THIS PROJECT IS ARCHIVED

Intel will not provide or guarantee development of or support for this project, including but not limited to, maintenance, bug fixes, new releases or updates.
Patches to this project are no longer accepted by Intel.
If you have an ongoing need to use this project, are interested in independently developing it, or would like to maintain patches for the community, please create your own fork of the project.

Textual-Visual Logic Challenge: Understanding and Reasoning in Text-to-Image Generation

Our paper "Textual-Visual Logic Challenge: Understanding and Reasoning in Text-to-Image Generation" accepted at ECCV 2024. If you find the code useful, please cite the following paper.

@article{xiongtextual,
  title={Textual-Visual Logic Challenge: Understanding and Reasoning in Text-to-Image Generation},
  author={Xiong, Peixi and Kozuch, Michael and Jain, Nilesh}
}

Quick Links

• Overview
• Results
• Dataset
• Evaluation Metrics

Overview

Text-to-image generation plays a pivotal role in computer vision and natural language processing by translating textual descriptions into visual representations. However, understanding complex relations in detailed text prompts filled with rich relational content remains a significant challenge.

Figure 1: Current works fail to generate structurerelated information from text prompts, particularly when logical reasoning is involved.

To address this, we introduce a novel task: Logic-Rich Text-to-Image generation. Unlike conventional image generation tasks that rely on short and structurally simple natural language inputs, our task focuses on intricate text inputs abundant in relational information. To tackle these complexities, we collect the Textual-Visual Logic dataset, designed to evaluate the performance of text-to-image generation models across diverse and complex scenarios.

Results

Table 1: Quantitative analysis and ablation study comparisons. Baseline and proposed methods are benchmarked on the TV-Logic dataset using eight evaluation metrics: average precision (AP), average recall (AR), F1 score, relational similarity (RSIM), Fréchet Inception Distance (FID), Learned Perceptual Image Patch Similarity (LPIPS), Structural Similarity Index Measure (SSIM), and Peak Signal-to-Noise Ratio (PSNR).

Dataset

Download Link

To better evaluate understanding and reasoning in the text-to-image generation task, we have compiled a novel dataset comprising 15,213 samples. Each sample includes a long, content-rich text prompt and its corresponding images. To assess the degree of reasoning required, we have established six categories for the logical-rich text-to-image generation (LRT2I) task

Figure 2: Overview of TV-Logic Dataset Categories. This composite image illustrates the diverse challenges in text-to-image generation, showing six categories for model evaluation. These categories demonstrate the diverse challenges in text-to-image generation. Within each category, the graph depicts scene information derived from text prompts. Solid edges signify relations explicitly mentioned in the prompts, while dashed edges indicate unmentioned relations. Orange lines represent case-related information.

Evaluation Metrics

Evaluation Files

For task evaluation, to effectively assess the model performance in generating images that comprehend the structural information in text input, specific evaluation metrics, rather than a pixel-level measurement, are required. Given the ill-posed nature of the problem in below figure, these metrics should concentrate on aligning entity presences and their respective relations between the ground-truth and generated images. Consequently, the objectives of the task should also prioritize these aspects.
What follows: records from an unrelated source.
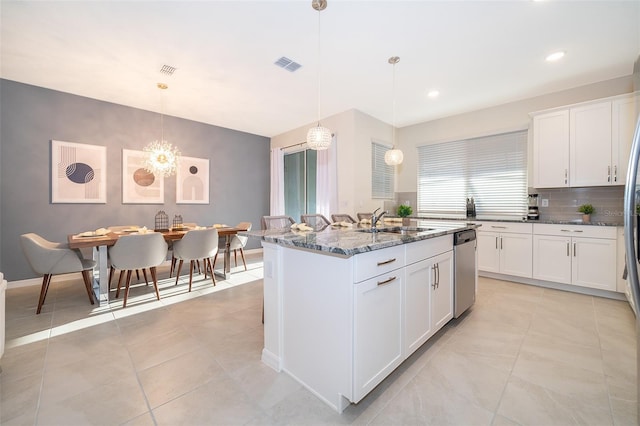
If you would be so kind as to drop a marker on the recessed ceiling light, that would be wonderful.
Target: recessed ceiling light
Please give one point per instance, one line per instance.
(555, 56)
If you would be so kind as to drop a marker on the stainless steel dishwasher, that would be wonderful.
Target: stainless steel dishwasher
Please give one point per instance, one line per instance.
(464, 258)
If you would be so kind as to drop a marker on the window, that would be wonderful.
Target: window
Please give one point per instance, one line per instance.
(300, 183)
(492, 170)
(381, 173)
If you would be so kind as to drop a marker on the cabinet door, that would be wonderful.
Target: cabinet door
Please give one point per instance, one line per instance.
(516, 252)
(594, 263)
(417, 302)
(551, 149)
(442, 291)
(488, 251)
(377, 330)
(624, 114)
(590, 145)
(552, 258)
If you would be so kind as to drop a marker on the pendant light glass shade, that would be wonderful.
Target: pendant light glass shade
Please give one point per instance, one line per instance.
(161, 157)
(394, 156)
(319, 137)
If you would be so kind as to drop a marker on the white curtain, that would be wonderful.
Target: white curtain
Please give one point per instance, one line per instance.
(277, 182)
(327, 180)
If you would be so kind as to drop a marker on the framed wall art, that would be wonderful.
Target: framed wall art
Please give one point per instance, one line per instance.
(139, 186)
(192, 181)
(78, 173)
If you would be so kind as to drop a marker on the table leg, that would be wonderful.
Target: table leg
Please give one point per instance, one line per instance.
(226, 268)
(101, 275)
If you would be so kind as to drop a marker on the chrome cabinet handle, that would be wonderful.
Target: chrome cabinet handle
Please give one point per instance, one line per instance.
(386, 281)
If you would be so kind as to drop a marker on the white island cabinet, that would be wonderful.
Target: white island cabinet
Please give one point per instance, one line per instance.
(339, 325)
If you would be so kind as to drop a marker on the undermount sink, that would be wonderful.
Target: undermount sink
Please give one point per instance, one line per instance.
(400, 230)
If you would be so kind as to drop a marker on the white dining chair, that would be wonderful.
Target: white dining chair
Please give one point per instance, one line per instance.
(49, 258)
(197, 244)
(138, 251)
(236, 244)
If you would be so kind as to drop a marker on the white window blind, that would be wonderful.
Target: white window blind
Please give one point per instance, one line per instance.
(491, 169)
(381, 173)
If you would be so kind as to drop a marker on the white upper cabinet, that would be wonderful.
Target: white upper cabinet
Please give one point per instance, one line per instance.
(551, 149)
(584, 145)
(590, 145)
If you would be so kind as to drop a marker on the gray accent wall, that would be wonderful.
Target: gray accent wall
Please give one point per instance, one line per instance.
(30, 117)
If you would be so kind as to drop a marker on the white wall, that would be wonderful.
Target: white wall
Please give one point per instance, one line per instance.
(354, 132)
(495, 120)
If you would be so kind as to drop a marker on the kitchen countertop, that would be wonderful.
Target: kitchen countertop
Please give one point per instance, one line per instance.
(511, 219)
(347, 242)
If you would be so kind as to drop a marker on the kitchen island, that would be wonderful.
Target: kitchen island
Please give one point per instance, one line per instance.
(344, 307)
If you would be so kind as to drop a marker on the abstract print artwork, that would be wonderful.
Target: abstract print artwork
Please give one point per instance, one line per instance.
(78, 173)
(192, 181)
(139, 186)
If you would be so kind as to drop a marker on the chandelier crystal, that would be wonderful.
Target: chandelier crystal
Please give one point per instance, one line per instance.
(161, 157)
(319, 137)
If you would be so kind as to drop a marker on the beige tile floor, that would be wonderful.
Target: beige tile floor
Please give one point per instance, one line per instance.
(522, 356)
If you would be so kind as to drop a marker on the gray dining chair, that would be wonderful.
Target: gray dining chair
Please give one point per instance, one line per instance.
(364, 215)
(49, 258)
(138, 251)
(112, 270)
(236, 244)
(342, 217)
(316, 221)
(277, 222)
(197, 244)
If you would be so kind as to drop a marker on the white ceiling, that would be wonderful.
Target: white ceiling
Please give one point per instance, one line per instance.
(476, 53)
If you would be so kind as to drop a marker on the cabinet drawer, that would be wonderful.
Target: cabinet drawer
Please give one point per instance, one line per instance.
(588, 231)
(425, 249)
(513, 227)
(368, 265)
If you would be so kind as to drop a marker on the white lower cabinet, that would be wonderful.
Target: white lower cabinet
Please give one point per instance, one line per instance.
(377, 330)
(505, 248)
(428, 299)
(574, 254)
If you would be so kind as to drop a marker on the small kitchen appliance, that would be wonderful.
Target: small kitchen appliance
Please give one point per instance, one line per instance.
(533, 213)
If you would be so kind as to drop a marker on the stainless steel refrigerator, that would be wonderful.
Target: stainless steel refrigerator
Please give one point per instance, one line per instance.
(631, 229)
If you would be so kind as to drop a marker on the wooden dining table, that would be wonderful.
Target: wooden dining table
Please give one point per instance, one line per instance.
(100, 243)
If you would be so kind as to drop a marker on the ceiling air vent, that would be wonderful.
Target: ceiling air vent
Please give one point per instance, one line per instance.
(167, 70)
(287, 64)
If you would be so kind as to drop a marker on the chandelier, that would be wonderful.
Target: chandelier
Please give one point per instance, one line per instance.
(394, 156)
(319, 137)
(161, 157)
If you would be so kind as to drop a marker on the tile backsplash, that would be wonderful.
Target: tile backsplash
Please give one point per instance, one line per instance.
(564, 202)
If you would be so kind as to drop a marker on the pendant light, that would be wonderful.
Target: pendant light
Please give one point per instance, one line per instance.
(161, 156)
(394, 156)
(319, 137)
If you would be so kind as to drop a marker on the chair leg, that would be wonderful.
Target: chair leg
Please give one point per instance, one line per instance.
(155, 281)
(46, 279)
(122, 274)
(207, 264)
(86, 276)
(178, 273)
(243, 260)
(126, 289)
(192, 265)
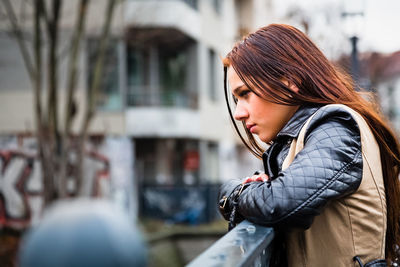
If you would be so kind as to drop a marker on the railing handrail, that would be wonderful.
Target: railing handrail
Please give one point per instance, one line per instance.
(242, 246)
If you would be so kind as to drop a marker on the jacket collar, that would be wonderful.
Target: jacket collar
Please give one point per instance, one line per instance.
(294, 125)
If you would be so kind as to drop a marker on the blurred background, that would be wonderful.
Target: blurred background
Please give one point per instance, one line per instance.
(157, 139)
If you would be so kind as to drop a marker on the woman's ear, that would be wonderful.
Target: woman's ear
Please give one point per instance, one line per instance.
(292, 86)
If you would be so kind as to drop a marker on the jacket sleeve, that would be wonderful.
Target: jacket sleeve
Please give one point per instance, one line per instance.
(328, 167)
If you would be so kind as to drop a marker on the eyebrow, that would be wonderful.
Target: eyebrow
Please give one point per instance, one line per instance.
(235, 91)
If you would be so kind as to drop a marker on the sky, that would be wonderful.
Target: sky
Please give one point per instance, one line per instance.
(378, 29)
(382, 25)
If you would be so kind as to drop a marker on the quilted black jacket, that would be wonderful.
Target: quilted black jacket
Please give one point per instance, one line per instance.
(328, 167)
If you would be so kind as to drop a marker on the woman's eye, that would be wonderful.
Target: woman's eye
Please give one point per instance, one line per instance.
(244, 93)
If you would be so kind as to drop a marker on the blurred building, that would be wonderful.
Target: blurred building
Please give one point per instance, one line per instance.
(161, 118)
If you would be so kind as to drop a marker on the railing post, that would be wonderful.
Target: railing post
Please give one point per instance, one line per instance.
(247, 244)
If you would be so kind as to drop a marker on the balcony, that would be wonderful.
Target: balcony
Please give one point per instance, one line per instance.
(178, 14)
(245, 245)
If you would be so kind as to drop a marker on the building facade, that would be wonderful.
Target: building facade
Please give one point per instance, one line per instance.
(161, 113)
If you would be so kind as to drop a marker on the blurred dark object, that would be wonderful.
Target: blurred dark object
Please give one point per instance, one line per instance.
(180, 204)
(83, 233)
(9, 243)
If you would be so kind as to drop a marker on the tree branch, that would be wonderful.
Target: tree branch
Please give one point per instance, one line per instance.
(70, 108)
(93, 89)
(38, 63)
(98, 69)
(16, 29)
(53, 68)
(72, 67)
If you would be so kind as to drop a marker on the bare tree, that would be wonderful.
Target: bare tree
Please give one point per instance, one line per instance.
(55, 139)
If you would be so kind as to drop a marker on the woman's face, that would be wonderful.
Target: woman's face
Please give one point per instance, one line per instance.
(262, 117)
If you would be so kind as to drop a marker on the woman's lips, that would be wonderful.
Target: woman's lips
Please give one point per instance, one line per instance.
(251, 127)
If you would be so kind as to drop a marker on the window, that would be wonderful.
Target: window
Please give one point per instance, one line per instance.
(217, 4)
(173, 77)
(138, 77)
(212, 75)
(109, 96)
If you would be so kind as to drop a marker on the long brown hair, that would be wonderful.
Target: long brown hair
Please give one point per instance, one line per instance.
(276, 53)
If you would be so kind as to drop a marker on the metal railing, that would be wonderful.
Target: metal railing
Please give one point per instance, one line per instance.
(247, 244)
(162, 98)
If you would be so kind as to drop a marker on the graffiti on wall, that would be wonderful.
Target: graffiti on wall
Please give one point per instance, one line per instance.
(21, 192)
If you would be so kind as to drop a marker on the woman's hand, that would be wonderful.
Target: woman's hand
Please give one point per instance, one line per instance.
(262, 177)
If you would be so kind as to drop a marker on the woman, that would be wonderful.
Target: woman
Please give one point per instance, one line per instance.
(330, 187)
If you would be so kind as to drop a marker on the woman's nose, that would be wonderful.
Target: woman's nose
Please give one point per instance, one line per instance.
(240, 112)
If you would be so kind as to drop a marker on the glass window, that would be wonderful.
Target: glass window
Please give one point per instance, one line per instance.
(212, 75)
(173, 78)
(138, 76)
(109, 96)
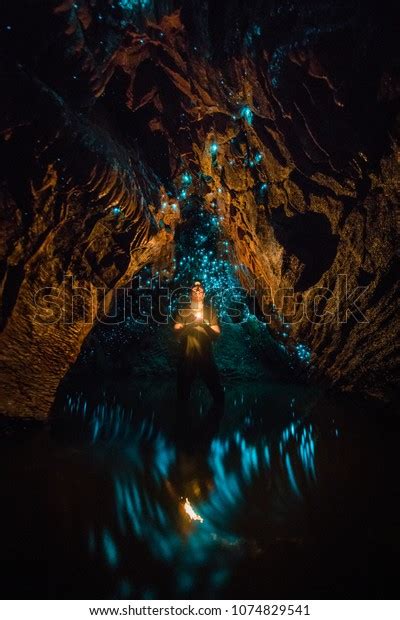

Figure 3: Limitations of existing evaluation metrics in accurately assessing model performance.

We adapted evaluation metrics from previous works, which emphasizes relational information similar to our study, making its methodology applicable for our evaluation. We adopted two main metrics:

• Object Presence Matches: Evaluates model accuracy in identifying and generating objects from text prompts, comparing objects in generated images and ground truth. Metrics include average precision (AP), average recall (AR), and F1 score for each scene.

• Object Position Relation Matches: Assesses spatial accuracy by comparing object positions in generated images with the ground truth, indicating the model's understanding of spatial dynamics from the text. The relational similarity (RSIM) is set to measure object arrangement. The RSIM is articulated as:

$$ RSIM(E_{G_{gt}}, E_{G_{gen}}) = \text{recall} \times \frac{|E_{G_{gt}} \cap E_{G_{gen}}|}{|E_{G_{gt}}|} $$

Here, recall represents the ratio of detected objects in the generated image in relation to those in the ground-truth. $E_{G_{gt}}$ and $E_{G_{gen}}$ denote the sets of relational edges for the ground-truth and generated images, respectively, concerning vertices shared by both images.

License

Under review by Intel Governance, Risk, and Compliance Department.